Parks and Recreation commissioner says department operating with “fervor and desperation”

Since there will be no bimonthly meeting of the newly-formed Parks & Recreation Commission, PlanPhilly caught up with Commissioner Michael DiBerardinis in a brief phone chat. The next scheduled meeting is Wed., Sept. 15 at the Central branch of the Free Library.

So, what’s going on these days?
We’re deep in operations mode. We’re running things with fervor and desperation! This is high season crunch-time for us, so we’re very program-driven right now.

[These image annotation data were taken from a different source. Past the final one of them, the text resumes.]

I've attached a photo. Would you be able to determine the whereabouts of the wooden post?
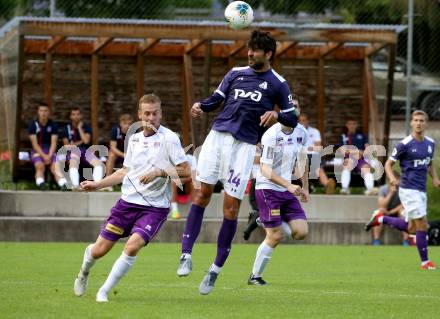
[382,44,396,154]
[90,53,99,144]
[44,52,52,110]
[316,57,325,144]
[136,53,145,100]
[182,53,196,145]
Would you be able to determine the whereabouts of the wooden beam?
[275,41,298,57]
[316,58,325,141]
[365,43,386,56]
[44,53,53,110]
[182,54,195,145]
[136,53,145,100]
[382,44,396,154]
[185,40,205,54]
[90,54,99,144]
[138,38,160,54]
[92,37,113,54]
[46,35,66,53]
[25,39,365,61]
[319,42,344,58]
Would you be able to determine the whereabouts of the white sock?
[364,173,374,190]
[81,244,96,275]
[93,165,104,182]
[58,177,67,187]
[252,241,273,277]
[341,169,351,189]
[99,252,136,294]
[69,167,79,187]
[281,222,292,237]
[209,264,222,274]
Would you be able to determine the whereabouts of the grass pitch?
[0,243,440,319]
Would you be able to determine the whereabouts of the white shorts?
[196,130,256,199]
[399,187,426,221]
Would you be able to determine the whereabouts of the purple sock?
[383,216,408,232]
[416,230,428,262]
[214,218,237,267]
[182,204,205,254]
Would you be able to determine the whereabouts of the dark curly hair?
[247,30,277,62]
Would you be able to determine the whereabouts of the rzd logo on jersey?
[414,157,431,167]
[234,89,261,102]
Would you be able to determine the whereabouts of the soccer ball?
[225,1,254,29]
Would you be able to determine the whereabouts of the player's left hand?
[260,111,278,127]
[139,169,162,184]
[299,189,310,203]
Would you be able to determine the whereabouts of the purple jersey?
[201,66,296,145]
[390,135,435,192]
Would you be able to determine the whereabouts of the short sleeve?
[167,133,187,165]
[260,131,276,165]
[110,126,118,141]
[28,121,37,135]
[390,143,406,162]
[278,81,298,113]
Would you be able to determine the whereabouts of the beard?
[249,62,264,71]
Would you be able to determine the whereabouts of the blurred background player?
[62,107,104,189]
[371,171,409,246]
[105,113,133,182]
[248,123,309,285]
[28,103,67,190]
[365,110,440,270]
[340,119,377,195]
[74,94,191,302]
[177,30,298,295]
[298,114,336,194]
[171,153,197,219]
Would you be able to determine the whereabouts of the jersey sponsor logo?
[259,81,267,90]
[234,89,262,102]
[105,223,124,235]
[414,157,431,167]
[270,209,280,216]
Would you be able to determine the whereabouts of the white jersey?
[121,126,187,208]
[306,126,321,154]
[255,123,307,192]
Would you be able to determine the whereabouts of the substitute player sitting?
[248,123,309,285]
[74,94,190,302]
[365,110,440,270]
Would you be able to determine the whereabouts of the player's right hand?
[80,181,98,192]
[191,102,203,119]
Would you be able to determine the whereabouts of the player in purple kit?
[365,110,440,270]
[177,31,298,295]
[248,123,309,285]
[62,107,104,189]
[28,103,67,190]
[74,94,191,302]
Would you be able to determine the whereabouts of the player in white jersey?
[248,123,309,285]
[74,94,190,302]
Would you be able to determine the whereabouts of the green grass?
[0,243,440,319]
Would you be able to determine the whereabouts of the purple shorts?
[345,156,370,171]
[31,146,57,165]
[100,199,169,244]
[255,189,307,228]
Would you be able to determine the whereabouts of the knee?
[124,242,143,257]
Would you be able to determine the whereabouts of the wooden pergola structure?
[0,18,403,182]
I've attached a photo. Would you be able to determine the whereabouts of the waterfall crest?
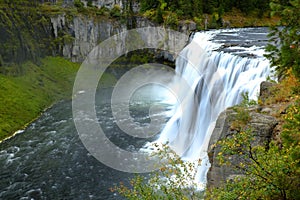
[156,31,270,186]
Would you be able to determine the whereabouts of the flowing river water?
[0,28,269,199]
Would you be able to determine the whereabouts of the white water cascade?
[156,28,270,189]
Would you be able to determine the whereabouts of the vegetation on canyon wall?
[0,57,79,140]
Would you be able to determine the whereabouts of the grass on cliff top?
[0,57,79,140]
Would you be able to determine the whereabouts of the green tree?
[266,0,300,80]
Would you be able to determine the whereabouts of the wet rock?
[207,108,278,187]
[259,81,276,102]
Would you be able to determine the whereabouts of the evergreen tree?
[267,0,300,80]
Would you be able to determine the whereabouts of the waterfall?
[156,31,270,188]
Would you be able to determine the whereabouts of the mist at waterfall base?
[0,28,269,199]
[149,29,270,190]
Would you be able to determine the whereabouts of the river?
[0,28,268,200]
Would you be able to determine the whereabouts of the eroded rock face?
[259,81,276,102]
[51,14,196,62]
[207,108,278,188]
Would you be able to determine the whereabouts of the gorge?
[0,28,269,199]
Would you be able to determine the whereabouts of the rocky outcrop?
[51,14,196,62]
[259,81,276,102]
[207,107,278,187]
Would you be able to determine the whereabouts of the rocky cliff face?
[51,15,158,62]
[51,14,196,62]
[207,107,278,188]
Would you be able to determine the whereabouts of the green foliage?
[112,145,203,200]
[207,122,300,200]
[266,0,300,80]
[74,0,84,8]
[206,95,300,200]
[0,57,79,140]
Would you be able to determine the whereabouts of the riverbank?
[0,57,79,141]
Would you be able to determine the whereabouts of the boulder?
[207,108,278,188]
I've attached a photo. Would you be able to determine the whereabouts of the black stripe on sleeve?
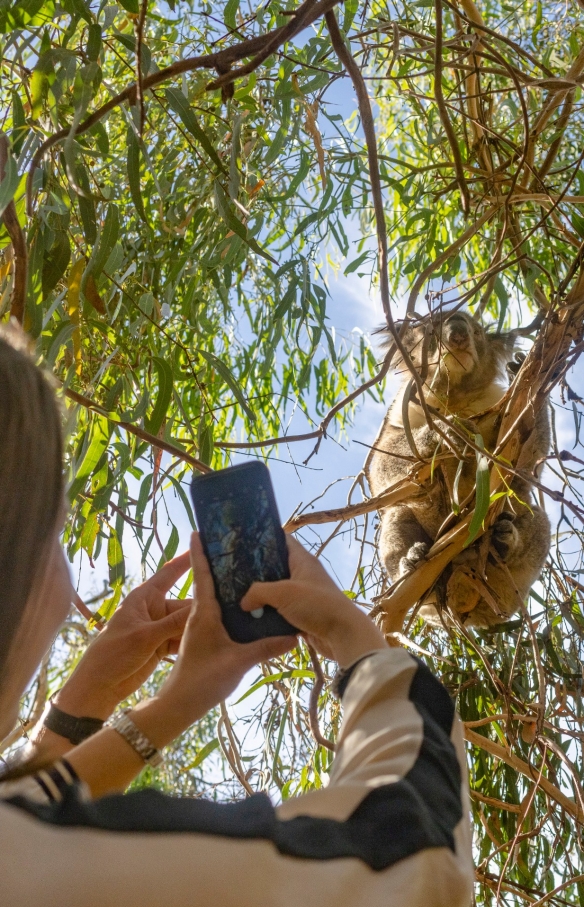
[5,662,462,870]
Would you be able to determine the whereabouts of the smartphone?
[191,460,298,642]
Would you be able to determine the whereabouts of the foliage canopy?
[0,0,584,905]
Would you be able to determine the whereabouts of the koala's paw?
[399,542,429,576]
[491,511,519,561]
[505,353,526,384]
[443,416,478,454]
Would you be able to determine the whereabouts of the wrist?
[53,675,121,721]
[328,607,387,668]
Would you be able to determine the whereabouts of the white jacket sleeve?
[0,649,474,907]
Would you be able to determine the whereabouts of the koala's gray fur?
[365,312,550,626]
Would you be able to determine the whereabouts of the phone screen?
[191,461,296,642]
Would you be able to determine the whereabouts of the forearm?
[26,673,119,765]
[67,696,206,798]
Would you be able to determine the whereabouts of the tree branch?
[0,131,28,324]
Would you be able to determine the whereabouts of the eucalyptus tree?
[0,0,584,905]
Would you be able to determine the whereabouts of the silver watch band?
[110,709,164,768]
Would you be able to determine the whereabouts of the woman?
[0,334,473,907]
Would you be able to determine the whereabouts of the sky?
[73,48,583,624]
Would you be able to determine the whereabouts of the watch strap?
[110,709,164,768]
[43,702,105,746]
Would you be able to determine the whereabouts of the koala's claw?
[505,352,527,384]
[491,510,519,561]
[399,542,430,576]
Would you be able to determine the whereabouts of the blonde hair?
[0,325,64,687]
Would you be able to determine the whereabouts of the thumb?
[241,579,294,611]
[245,636,298,665]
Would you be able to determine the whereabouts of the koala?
[365,311,550,627]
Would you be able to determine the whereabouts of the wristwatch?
[43,702,105,746]
[109,709,164,768]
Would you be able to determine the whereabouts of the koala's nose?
[445,321,470,350]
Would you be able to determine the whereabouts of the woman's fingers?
[191,532,215,601]
[241,579,295,611]
[144,551,191,594]
[150,602,191,648]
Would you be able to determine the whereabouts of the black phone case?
[191,460,298,643]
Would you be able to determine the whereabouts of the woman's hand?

And are you working on the merger?
Oh, yes! In the next four or five months, we’re going to be moving people and shops and storage facilities. We’re creating new districts and we need new district managers. This is a very serious unification process. We’re going from nine rec districts and six Fairmount Park districts to eight unified ones. The parks and rec staff will be mixed on all levels, hopefully in a thoughtful and smart way.

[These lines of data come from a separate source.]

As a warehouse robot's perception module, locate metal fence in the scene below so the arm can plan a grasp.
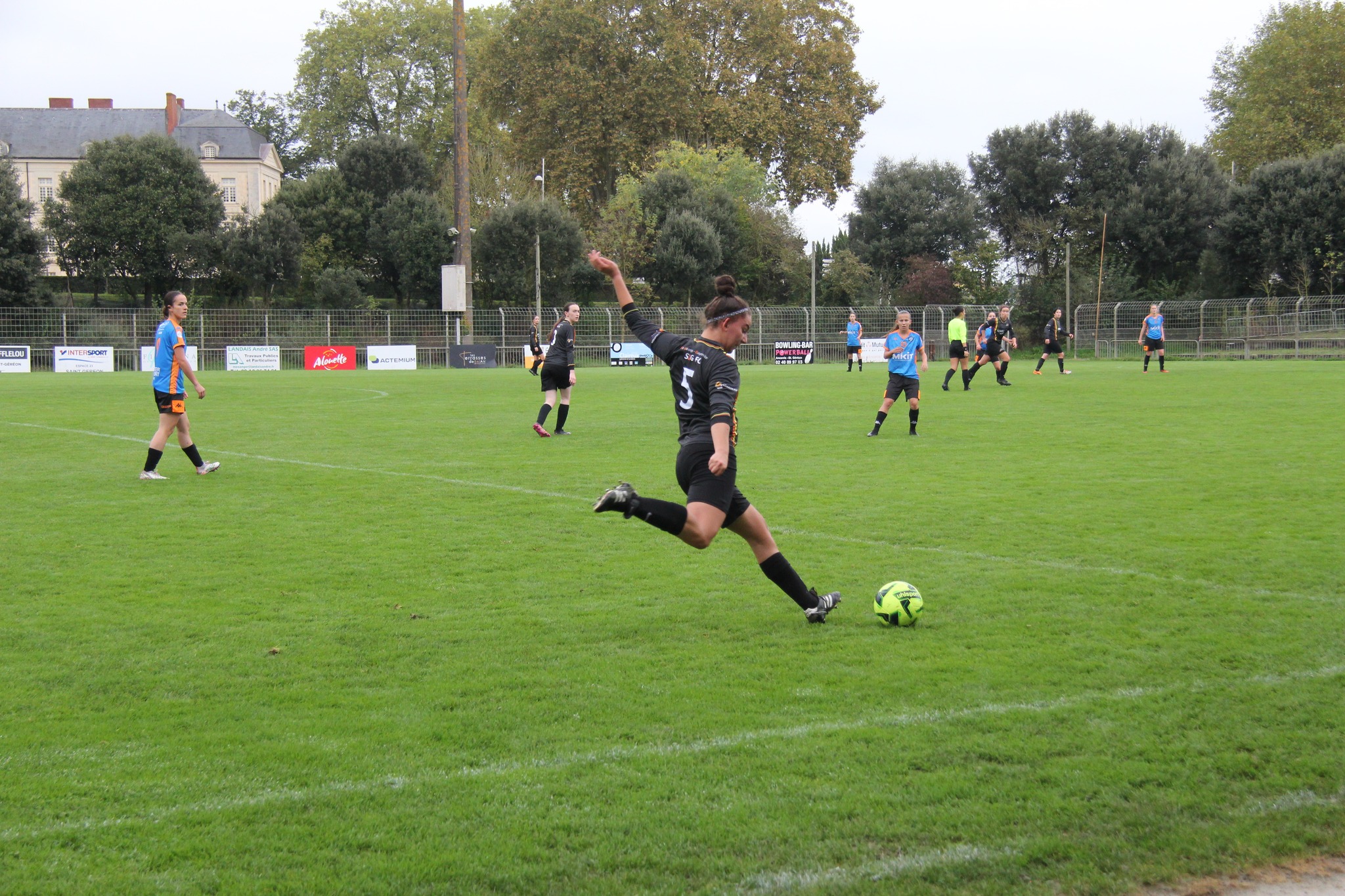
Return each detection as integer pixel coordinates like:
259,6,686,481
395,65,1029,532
0,295,1345,370
1073,295,1345,360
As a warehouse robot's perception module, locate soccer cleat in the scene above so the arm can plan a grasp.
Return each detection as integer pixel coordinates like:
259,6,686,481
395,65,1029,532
593,482,639,517
803,588,841,622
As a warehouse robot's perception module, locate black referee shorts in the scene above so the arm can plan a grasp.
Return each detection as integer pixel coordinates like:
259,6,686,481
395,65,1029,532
676,442,752,528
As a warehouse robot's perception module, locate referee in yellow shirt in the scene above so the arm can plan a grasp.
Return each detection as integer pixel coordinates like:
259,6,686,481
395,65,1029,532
943,305,967,393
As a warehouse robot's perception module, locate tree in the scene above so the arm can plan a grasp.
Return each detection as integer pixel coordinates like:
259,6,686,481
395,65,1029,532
0,158,41,305
650,211,724,305
290,0,453,169
368,190,453,305
40,135,225,305
225,90,317,180
223,203,303,302
1217,145,1345,293
1205,0,1345,177
472,199,598,305
849,158,982,280
476,0,879,221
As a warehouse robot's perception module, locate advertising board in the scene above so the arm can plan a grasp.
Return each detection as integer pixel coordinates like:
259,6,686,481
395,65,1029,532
775,340,812,364
140,345,200,373
364,345,416,371
608,343,653,367
304,345,355,371
51,345,116,373
226,345,280,371
0,345,32,373
448,345,495,368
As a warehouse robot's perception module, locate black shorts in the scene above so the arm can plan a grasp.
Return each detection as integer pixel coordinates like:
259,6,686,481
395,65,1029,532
676,442,752,528
542,364,570,393
887,373,920,402
155,389,187,414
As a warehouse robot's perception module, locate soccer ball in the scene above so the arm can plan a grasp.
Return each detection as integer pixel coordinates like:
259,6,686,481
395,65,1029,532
873,582,924,626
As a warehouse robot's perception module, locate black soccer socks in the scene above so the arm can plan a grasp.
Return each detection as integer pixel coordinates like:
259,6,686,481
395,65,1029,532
625,497,686,534
761,551,818,610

Will there be a smaller staff overall, then?
Well, the merger was never billed as a shrinkage of departments — both historically and from a peer perspective, they’ve always been understaffed as it is. Mainly we hope people will just be re-deployed, but yes there will be efficiencies. We have lost staff over the last two years, and that will likely be the case for this year.

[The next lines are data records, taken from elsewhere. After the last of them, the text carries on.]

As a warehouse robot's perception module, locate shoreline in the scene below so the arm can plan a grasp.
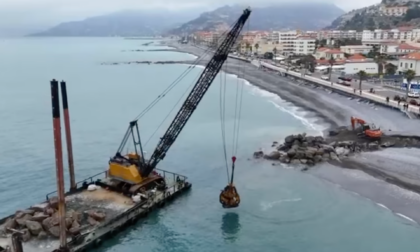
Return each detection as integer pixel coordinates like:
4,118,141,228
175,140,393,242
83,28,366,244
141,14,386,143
165,44,344,129
166,44,420,223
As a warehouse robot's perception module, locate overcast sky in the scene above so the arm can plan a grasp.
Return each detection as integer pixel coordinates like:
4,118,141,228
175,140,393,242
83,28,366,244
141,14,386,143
0,0,380,35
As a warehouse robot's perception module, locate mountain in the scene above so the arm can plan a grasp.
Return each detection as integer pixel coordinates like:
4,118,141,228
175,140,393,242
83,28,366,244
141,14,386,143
325,0,420,31
29,9,207,37
169,2,345,34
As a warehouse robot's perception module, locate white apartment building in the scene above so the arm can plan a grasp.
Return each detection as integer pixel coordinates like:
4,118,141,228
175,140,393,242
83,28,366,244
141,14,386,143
314,47,345,60
397,52,420,74
317,30,362,40
344,54,378,74
362,27,420,44
340,45,373,54
379,4,408,17
294,36,315,54
268,30,316,55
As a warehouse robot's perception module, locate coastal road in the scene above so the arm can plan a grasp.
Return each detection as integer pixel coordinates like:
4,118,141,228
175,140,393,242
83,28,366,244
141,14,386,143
311,73,420,102
260,62,420,103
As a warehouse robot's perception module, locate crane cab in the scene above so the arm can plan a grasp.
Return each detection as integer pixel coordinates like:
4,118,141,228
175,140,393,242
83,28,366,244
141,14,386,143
108,153,144,184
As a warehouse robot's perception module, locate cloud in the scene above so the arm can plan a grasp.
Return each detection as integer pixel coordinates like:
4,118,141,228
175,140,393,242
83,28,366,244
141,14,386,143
0,0,379,35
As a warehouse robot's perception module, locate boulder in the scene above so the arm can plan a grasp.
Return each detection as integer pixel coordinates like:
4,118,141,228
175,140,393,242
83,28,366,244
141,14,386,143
3,218,17,232
42,217,60,230
254,151,264,158
21,229,32,242
37,231,48,240
368,142,379,150
87,216,99,226
32,212,49,222
87,210,106,221
25,220,43,236
23,209,35,215
48,197,58,209
66,218,73,229
264,151,280,160
16,214,32,226
330,152,340,160
284,135,295,144
15,210,25,219
48,226,60,238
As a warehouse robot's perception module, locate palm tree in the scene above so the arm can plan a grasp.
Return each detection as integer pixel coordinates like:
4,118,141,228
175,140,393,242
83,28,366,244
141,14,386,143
375,54,386,86
404,69,416,98
236,42,242,53
328,55,335,86
245,42,252,53
357,70,367,95
286,55,292,72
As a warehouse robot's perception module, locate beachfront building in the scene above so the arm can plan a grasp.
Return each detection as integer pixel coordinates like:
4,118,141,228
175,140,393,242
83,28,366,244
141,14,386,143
294,36,316,55
379,4,408,17
340,45,373,54
314,47,344,60
344,54,378,74
397,52,420,74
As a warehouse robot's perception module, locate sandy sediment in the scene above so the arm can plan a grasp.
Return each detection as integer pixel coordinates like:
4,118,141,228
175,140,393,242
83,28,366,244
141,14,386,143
163,40,420,220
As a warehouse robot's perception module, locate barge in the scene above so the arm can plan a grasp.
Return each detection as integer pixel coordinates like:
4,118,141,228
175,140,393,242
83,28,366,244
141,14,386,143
0,8,251,252
0,169,191,252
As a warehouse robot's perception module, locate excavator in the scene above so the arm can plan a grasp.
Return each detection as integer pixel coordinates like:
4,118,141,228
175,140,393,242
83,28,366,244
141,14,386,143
350,116,382,139
107,8,251,207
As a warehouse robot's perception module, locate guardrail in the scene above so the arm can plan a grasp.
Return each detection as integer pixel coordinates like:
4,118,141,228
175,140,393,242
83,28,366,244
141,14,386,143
260,61,420,114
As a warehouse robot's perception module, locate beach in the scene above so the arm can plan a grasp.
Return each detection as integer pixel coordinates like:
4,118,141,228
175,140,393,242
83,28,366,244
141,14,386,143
168,43,420,223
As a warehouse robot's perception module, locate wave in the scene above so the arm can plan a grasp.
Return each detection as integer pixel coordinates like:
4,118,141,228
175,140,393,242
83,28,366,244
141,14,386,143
260,198,302,211
220,71,328,135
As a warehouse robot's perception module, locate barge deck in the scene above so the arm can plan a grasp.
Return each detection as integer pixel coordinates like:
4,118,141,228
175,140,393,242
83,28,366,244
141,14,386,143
0,169,191,252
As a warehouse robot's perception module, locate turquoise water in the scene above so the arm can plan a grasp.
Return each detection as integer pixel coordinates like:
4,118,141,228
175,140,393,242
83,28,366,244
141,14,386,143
0,38,420,252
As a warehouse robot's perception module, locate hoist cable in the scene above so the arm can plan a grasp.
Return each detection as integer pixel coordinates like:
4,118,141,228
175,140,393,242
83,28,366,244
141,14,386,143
134,24,235,120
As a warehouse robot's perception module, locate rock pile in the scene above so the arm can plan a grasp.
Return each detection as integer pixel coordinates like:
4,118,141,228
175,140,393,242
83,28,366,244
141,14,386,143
3,197,106,242
254,133,379,165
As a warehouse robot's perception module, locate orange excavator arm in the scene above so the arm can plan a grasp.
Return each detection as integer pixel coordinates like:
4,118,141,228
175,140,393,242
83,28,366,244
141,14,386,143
350,116,382,138
350,116,366,130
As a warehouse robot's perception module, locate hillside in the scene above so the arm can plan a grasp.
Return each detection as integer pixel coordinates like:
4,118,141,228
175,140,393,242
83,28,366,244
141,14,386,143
325,0,420,31
30,9,202,37
169,2,344,34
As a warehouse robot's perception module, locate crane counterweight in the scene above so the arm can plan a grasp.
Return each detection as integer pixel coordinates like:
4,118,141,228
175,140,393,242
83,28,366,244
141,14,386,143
108,8,251,197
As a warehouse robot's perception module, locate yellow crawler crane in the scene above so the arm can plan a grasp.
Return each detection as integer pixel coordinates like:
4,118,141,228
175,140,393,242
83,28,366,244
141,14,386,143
107,8,251,199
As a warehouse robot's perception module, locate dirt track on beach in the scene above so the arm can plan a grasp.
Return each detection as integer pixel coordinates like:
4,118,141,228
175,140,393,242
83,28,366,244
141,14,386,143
164,40,420,223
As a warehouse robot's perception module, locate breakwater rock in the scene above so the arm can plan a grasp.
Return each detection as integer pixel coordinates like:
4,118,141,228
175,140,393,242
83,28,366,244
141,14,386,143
123,49,179,52
254,127,420,166
0,197,106,242
254,133,380,166
101,60,194,65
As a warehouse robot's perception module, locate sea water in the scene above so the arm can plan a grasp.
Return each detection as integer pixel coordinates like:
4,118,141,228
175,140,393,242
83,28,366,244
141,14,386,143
0,38,420,252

How are you making do with the budget?
The first unified budget is only four or five days old, but we’re forming and acting on the new structures that were set up after we talked to people all over the city last year. We’re moving forward with the set of operational imperatives and strategic objectives that resulted from those discussions.

What are they?
In the end, it’s the basics: safe, clean, and fully functional parks and rec centers. Our objectives include, as you know, a cohesive youth development program, programs to better connect people to the outdoors, 500 additional acres of open space, and 300,000 new trees.

Will it all happen?
Looking out over the next six years, yes. These things are all measurable and do-able. If you have a shorter view, you’ll fail. The data and research on public sector mergers say it takes at least three or four years for the shakeout to occur.

Taking a look at one project, the trees, how many new ones will we see in the ground by the end of this year?
We’re shooting for 10,000-15,000. That’s our goal, and I think we’ll do it.

In the end, how will this merger benefit the city?
Hopefully, it will mean better service, higher quality, better maintenance and more access. Which will, we hope, transfer into more use.